Published in News

Samsung shows off its 2nm GAA performance

by on17 November 2025


Hopes a few nanometres will save its bacon

Samsung Electronics has finally bragged about real two-nanometer mass production results, rather than mumbling vague promises.

The company’s third-quarter report claimed the first-generation gate-all-around process improved performance by five per cent, boosted power efficiency by eight per cent, and reduced area by five per cent compared with its 3-nanosecond generation. Until now, Samsung has been muttering that mass production would begin in the second half, so publishing actual numbers feels like a flex from a foundry division desperate to prove it can still land a punch.
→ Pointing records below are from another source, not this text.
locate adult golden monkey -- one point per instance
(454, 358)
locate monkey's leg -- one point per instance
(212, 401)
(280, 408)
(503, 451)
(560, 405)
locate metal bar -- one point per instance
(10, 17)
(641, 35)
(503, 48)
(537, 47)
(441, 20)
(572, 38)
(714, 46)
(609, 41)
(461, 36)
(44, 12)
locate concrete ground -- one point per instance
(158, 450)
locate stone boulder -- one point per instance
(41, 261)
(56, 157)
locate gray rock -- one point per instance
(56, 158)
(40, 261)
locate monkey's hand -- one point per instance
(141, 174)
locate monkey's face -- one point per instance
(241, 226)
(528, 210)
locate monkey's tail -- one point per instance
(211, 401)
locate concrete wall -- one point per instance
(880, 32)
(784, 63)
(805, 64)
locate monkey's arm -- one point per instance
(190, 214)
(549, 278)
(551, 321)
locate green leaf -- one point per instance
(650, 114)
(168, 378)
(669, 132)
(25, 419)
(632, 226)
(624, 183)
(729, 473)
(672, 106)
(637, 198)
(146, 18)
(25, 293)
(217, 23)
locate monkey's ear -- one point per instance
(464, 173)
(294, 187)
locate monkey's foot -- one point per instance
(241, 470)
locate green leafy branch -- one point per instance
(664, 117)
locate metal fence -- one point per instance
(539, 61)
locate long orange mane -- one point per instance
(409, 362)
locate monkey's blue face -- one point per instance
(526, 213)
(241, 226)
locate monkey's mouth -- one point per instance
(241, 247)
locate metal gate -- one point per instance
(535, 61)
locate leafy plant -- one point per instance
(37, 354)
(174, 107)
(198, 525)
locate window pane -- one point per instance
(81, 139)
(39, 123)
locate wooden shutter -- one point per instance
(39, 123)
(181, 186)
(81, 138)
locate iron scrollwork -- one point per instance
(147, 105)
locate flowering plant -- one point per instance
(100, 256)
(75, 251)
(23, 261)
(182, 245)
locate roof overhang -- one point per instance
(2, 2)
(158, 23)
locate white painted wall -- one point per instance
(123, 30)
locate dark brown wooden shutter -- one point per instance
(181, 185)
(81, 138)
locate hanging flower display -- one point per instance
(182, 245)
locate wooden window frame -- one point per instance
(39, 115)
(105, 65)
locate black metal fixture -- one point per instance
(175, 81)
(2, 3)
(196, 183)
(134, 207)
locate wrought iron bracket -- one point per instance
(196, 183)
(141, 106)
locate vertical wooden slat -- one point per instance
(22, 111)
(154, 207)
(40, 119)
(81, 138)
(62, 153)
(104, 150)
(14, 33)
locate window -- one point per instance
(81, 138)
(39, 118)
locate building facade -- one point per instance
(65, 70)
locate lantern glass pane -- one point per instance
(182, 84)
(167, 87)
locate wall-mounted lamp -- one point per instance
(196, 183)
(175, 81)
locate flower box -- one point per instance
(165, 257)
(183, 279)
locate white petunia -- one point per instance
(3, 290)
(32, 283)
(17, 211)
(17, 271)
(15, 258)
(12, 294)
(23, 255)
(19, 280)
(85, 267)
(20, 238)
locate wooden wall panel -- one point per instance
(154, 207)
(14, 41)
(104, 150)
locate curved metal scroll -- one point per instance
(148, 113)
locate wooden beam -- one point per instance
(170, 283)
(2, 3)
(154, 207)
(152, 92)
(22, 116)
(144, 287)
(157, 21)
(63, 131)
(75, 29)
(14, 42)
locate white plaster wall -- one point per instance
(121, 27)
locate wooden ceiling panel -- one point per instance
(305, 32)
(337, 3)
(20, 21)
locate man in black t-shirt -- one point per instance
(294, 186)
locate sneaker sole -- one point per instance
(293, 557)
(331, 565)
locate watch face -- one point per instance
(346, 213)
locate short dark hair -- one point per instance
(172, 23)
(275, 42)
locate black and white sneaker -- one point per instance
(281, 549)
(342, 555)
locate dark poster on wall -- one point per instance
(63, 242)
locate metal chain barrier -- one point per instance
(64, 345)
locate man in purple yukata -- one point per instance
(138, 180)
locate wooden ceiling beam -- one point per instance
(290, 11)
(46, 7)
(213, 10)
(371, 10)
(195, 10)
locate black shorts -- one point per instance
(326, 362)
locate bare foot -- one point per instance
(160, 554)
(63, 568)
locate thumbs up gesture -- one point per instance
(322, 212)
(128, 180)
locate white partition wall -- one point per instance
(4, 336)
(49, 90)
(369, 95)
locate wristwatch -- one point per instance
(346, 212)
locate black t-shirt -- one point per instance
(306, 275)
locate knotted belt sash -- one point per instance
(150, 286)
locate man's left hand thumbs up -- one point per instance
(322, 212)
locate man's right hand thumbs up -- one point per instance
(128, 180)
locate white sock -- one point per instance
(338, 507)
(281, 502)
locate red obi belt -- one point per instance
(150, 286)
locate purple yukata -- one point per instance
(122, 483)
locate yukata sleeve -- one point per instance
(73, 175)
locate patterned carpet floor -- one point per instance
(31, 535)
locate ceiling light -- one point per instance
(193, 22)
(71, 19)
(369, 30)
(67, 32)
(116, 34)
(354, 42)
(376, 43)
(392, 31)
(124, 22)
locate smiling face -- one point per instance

The market is still ruled by TSMC, which accounted for about 70.2 per cent of global sales over the past two quarters, while Samsung clings on with 7.3 per cent. Demand from artificial intelligence has only strengthened TSMC’s grip thanks to stable yields. It's three nano lines hit full utilisation in the fifth quarter of mass production, and it locked in key customers such as the Fruity Cargo Cult Apple and Nvidia.

There is chatter that two nanometres could be the first real wobble in TSMC’s dominance. Both firms introduce gate all around at this node, although TSMC is technically arriving first while Samsung has been through this fire once at three nano. GAA reduces leakage and improves performance, which makes it the sort of transistor trick engineers usually drool over.

Price is set to become a bloodsport. TSMC reportedly plans to bump wafer prices by about ten to 20 per cent, which smells suspiciously like an attempt to cover the soaring costs of producing in the US.

Samsung is trying to tempt buyers with lower prices and a bit more flexibility, which seems to have worked nicely for Tesla. The carmaker split production of its AI5 chip between the two rivals and awarded Samsung a $16.5 billion supply deal for the full next-generation AI6 chip.

Samsung has already lined up a test for its skills. The Exynos 2600 will power the Galaxy S26 next year and is built on Samsung’s two-nano line. It is a proper in-house job from design through to fabrication, which means no one else will take the blame if the silicon faceplants. The foundry division’s credibility rides on this thing not blowing up.

Yields remain the grim reality check. Mass production typically demands a yield of more than 60 per cent. TSMC is thought to be cruising at about 80 per cent on 2 nm. Samsung is hovering between 50-60 per cent, which is progress but still not enough to make its rivals sweat.